I want to tell my life story and listen to the opinions of the readers of the site.
I am 19 years old, I am in my third year at university, I have a dorm and a job, everything is like everyone else. Sufficient number of acquaintances, active in creative activities. I have never been in a relationship, but always wanted to.
That year I came to a new company and met a boy. I liked him very much at once – modest, clever, says only business and wise things, plays a musical instrument (me too and therefore it is important to me) and I liked his appearance very much. At once I thought how we were alike, even in our outlook on life.
We began to cross paths a lot in companies, I see that too he liked, but he is such a quiet man, well, not that shy, active speaker and communicates with friends, but it is clear that for him it is worth a lot to talk or approach. I myself am the same way, through force and very rarely can do the action. But this guy is so stuck to my soul, I think about him all the time. We went on student hikes together, sat around a campfire, he played guitar and I sang and we were very good, we went to movie nights and often crossed paths with each other, he always had a big smile on his face after that.

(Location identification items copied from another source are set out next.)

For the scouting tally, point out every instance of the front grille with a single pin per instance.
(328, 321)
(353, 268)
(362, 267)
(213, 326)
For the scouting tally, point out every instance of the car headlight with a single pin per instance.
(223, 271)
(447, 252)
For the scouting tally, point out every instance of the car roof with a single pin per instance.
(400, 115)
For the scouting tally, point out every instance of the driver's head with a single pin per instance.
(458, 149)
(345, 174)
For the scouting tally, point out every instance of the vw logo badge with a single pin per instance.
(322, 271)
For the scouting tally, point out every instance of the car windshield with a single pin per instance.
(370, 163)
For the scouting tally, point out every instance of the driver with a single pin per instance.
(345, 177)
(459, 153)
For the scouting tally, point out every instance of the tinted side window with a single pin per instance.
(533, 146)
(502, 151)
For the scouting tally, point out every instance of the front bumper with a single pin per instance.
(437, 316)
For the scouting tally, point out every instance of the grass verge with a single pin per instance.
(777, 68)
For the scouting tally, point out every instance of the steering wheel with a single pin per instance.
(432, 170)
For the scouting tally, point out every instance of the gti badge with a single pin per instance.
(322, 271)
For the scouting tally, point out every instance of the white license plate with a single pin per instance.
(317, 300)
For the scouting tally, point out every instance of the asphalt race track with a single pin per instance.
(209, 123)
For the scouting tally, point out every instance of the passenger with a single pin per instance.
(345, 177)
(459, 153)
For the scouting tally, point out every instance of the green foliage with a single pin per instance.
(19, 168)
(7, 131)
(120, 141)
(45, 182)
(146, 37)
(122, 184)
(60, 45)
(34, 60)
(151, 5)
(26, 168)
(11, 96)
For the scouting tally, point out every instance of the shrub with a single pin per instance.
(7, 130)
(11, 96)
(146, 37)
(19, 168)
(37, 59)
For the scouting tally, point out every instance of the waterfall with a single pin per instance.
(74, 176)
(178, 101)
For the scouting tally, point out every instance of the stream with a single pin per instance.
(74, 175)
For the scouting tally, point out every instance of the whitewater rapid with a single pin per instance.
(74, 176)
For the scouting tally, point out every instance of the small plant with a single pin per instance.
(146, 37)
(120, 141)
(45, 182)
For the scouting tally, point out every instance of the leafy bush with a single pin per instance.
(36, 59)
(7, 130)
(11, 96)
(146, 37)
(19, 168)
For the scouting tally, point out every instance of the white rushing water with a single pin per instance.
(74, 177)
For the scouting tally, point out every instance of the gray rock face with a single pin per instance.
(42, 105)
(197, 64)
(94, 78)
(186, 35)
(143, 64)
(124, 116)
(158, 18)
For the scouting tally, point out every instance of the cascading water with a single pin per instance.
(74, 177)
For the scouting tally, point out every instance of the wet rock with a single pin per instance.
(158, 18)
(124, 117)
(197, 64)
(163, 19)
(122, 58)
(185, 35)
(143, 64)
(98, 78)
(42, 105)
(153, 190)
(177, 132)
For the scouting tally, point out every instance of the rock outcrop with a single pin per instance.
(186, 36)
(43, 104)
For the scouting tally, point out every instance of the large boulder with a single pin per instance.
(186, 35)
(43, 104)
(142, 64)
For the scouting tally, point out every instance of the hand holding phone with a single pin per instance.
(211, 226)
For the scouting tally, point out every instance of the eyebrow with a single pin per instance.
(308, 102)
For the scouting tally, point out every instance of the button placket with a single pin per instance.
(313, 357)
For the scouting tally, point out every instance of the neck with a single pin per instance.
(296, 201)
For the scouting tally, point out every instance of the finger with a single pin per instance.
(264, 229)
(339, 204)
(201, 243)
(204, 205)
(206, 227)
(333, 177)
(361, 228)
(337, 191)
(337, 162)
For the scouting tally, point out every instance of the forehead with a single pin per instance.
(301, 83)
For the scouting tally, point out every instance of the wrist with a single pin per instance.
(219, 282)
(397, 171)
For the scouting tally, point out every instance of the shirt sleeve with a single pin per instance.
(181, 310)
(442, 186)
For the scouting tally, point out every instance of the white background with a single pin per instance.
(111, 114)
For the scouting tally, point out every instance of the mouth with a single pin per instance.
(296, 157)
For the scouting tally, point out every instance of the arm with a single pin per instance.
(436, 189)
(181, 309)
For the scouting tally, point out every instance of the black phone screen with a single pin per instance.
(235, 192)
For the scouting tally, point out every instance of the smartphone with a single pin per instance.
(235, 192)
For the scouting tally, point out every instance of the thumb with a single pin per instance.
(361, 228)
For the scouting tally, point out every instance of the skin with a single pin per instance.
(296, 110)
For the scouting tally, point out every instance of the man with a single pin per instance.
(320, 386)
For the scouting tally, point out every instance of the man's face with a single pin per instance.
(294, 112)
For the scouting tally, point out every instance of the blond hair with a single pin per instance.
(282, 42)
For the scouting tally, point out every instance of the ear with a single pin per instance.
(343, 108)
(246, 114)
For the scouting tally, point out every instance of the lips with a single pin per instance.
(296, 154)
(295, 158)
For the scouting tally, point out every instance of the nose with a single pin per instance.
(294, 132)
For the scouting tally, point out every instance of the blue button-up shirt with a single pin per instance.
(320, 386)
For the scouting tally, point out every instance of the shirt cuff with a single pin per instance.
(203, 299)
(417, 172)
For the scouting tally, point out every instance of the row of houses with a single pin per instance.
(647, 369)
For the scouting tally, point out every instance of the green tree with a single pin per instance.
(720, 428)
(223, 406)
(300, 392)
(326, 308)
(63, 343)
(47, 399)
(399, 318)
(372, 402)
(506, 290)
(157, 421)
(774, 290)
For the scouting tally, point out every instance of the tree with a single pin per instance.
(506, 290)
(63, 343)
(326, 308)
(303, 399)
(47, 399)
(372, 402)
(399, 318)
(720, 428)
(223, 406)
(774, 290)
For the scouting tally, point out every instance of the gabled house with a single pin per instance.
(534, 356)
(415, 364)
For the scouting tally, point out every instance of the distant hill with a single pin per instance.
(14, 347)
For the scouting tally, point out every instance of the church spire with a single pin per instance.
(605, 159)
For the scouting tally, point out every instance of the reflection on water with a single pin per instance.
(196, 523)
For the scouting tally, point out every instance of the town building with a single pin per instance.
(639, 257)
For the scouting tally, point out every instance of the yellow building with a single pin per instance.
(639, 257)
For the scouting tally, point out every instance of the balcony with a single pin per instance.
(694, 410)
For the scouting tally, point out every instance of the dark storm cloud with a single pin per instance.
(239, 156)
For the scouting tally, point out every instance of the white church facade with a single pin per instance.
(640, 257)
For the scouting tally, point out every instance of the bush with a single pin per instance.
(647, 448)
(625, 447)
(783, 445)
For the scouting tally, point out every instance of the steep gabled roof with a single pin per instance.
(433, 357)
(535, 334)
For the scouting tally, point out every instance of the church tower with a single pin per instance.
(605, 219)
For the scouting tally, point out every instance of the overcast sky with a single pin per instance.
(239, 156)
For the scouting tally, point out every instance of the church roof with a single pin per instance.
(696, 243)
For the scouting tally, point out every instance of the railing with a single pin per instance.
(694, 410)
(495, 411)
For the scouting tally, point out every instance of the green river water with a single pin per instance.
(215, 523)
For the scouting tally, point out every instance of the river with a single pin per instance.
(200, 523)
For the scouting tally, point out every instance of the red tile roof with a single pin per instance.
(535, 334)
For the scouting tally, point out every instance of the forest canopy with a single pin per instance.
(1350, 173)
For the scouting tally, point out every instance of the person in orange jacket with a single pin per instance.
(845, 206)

He plays “Stand Up”, and I tried not to miss a single round, I even took off work to come and support his work. That was it. No movement. Once, however, after a meeting in the evening at the same company, when we were about to leave and we were alone in the checkroom, he came up and said: “Can I give you a hug?” I was so happy then. He gave me a big, tight hug, then he said goodbye and went home.
Now the questions are:
Is it worth it?
Do I still have to wait for him (for the second year)?
Is it possible that I’m just winding myself up, and I wish it were?
I think myself that I am just very tired of being alone and I want warmth, and in this guy I see everything that is in me, I feel a kindred spirit.
Thank you for reading, I really look forward to your advice. Good luck to all.